Selain program pemberdayaan berupa pelatihan dan penyediaan fasilitas, juga diberikan bantuan uang berkisar antara Rp300.000 (tiga ratus ribu rupiah) per bulan sampai dengan Rp1.000.000 (satu juta rupiah) per tahun. Bantuan ini diambilkan dari dana APBD dan APBN. Pemberian bantuan, pelatihan, dan penyediaan fasilitas diberikan secara bergiliran. Artinya bagi penyandang cacat ataupun keluarganya yang pernah menerima bantuan pada tahun tertentu tidak akan menerima lagi pada tahun yang akan datang sampai semua penyandang cacat mendapatkannya. Hal ini karena terbatasnya anggaran yang dapat disediakan oleh pemerintah. Permasalahan ini dapat diatasi dengan diikutsertakannya sektor usaha swasta untuk turut mengambil bagian.
Pemberdayaan Penyandang Cacat
Berdasar pada alasan perusahaan melakukan CSR maka seharusnya penyaluran CSR juga dapat dilakukan untuk kepentingan pemberdayaan penyandang cacat. Bukankah oleh pemerintah penyandang cacat digolongkan dalam penyandang masalah kesejahteraan sosial? Sementara tujuan penyaluran dana CSR di antaranya untuk menjaga kesejahteraan ekonomi masyarakat. Jadi pengalokasian dana CSR untuk peningkatan pemberdayaan penyandang cacat sangat mungkin dilakukan. Sehingga berbagai kendala yang dihadapi dalam pelaksanaan pemberdayaan penyandang cacat dapat dieliminir. Di antaranya kendala berupa keterbatasan anggaran dalam pemberdayaan penyandang cacat.
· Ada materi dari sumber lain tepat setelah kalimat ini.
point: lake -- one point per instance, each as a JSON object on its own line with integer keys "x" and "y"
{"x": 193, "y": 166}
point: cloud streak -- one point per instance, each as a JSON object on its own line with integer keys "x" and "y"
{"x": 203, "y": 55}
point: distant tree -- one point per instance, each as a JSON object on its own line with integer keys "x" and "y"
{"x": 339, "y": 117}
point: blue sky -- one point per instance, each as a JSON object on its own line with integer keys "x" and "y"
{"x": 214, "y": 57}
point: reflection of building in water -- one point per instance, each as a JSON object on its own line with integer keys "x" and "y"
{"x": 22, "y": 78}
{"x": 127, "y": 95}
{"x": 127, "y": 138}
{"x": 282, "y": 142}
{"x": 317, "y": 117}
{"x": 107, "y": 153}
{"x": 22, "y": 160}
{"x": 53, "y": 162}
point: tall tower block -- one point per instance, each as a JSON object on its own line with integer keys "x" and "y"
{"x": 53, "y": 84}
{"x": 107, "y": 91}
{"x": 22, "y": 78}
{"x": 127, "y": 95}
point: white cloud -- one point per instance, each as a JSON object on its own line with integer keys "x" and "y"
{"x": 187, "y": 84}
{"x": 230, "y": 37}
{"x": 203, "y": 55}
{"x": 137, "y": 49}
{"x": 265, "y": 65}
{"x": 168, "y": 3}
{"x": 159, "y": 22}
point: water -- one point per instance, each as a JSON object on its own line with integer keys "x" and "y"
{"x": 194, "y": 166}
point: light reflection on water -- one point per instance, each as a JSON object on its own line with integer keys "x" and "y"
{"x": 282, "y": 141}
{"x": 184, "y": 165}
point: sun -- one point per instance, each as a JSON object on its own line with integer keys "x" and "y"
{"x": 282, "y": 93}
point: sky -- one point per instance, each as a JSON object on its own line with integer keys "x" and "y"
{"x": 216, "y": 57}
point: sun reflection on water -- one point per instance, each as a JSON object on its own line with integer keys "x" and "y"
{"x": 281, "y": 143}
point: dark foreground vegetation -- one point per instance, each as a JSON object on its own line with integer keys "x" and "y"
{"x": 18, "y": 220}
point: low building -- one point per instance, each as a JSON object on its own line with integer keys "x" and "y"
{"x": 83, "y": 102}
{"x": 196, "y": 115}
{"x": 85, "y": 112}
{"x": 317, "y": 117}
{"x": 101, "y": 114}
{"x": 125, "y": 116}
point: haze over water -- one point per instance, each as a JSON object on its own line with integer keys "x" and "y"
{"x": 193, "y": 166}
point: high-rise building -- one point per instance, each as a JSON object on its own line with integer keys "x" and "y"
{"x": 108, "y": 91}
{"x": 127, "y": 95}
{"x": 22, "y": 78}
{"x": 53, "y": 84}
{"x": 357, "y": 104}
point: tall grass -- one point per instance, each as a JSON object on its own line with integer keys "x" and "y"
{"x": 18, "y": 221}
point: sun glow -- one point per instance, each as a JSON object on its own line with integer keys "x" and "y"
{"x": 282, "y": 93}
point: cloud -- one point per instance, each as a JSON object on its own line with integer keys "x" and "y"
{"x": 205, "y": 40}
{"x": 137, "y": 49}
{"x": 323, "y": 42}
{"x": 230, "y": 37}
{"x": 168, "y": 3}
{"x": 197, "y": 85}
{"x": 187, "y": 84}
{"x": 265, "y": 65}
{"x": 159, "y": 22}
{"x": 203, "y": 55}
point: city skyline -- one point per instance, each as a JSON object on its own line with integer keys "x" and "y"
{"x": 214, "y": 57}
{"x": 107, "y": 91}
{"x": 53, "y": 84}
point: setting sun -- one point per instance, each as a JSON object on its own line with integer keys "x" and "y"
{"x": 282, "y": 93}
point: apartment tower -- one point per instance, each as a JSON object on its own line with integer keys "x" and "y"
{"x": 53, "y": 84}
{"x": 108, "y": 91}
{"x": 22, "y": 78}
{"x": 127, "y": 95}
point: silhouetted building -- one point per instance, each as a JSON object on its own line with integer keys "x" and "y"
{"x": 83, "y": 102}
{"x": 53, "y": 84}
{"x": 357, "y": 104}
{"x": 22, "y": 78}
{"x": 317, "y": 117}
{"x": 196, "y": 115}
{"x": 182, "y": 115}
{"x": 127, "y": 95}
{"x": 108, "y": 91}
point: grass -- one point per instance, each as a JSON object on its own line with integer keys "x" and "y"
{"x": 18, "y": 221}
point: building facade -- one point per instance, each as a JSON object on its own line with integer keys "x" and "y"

Jika dana CSR dapat disalurkan untuk pemberdayaan penyandang cacat maka kendala keterbatasan anggaran dapat diatasi. Hal ini selaras dengan UU yang mewajibkan perusahaan yang berkaitan dengan pengelolaan sumber daya alam punya tanggung jawab sosial dan lingkungan terhadap masyarakat di mana perusahaan itu berada. Permasalahannya mengapa pemerintah hanya mewajibkan penyediaan CSR oleh perusahaan yang berkaitan dengan sumber daya alam? Permasalahan lainnya, penyaluran dana CSR selama ini juga belum ditujukan pada pemberdayaan penyandang cacat. Namun begitu pada perkembangannya semua perusahaan berskala nasional dan internasional telah menjalankan program CSR. Dengan demikian dalam pemberdayaan penyandang cacat di Kota Yogyakarta, pemerintah dapat mengajak pihak swasta untuk turut berpartisipasi. Peran serta sektor swasta dalam pemberdayaan penyandang cacat diharapkan dapat mengatasi berbagai kendala yang dihadapi oleh Pemerintah Kota Yogyakarta.
Selain kendala keterbatasan penyediaan anggaran, kendala variasi penyediaan program yang sesuai dengan derajat kecacatan diharapkan juga dapat diatasi. Dengan pelibatan sektor swasta diharapkan program yang disediakan dapat lebih bervariasi dan bermanfaat bagi penyandang cacat sesuai derajat kecacatannya. Di antaranya dapat dikembangkan program kewirausahaan bagi penyandang cacat yang derajat kecacatannya memungkinkan. Program ini akan sangat bermanfaat bagi penyandang cacat dan keluarganya, terutama dalam membangun kemandirian secara ekonomi. Jika dana CSR dapat diarahkan untuk pemberdayaan penyandang cacat dalam sektor kewirausahaan maka harapan keberhasilan akan lebih besar karena dalam pelaksanaannya dapat melibatkan perusahaan penyalur CSR sebagai pendamping atau pembimbing.***
*Imma Indra Dewi W, SH, M.Hum, dosen Fakulas Hukum Universitas Atma Jaya Yogyakarta.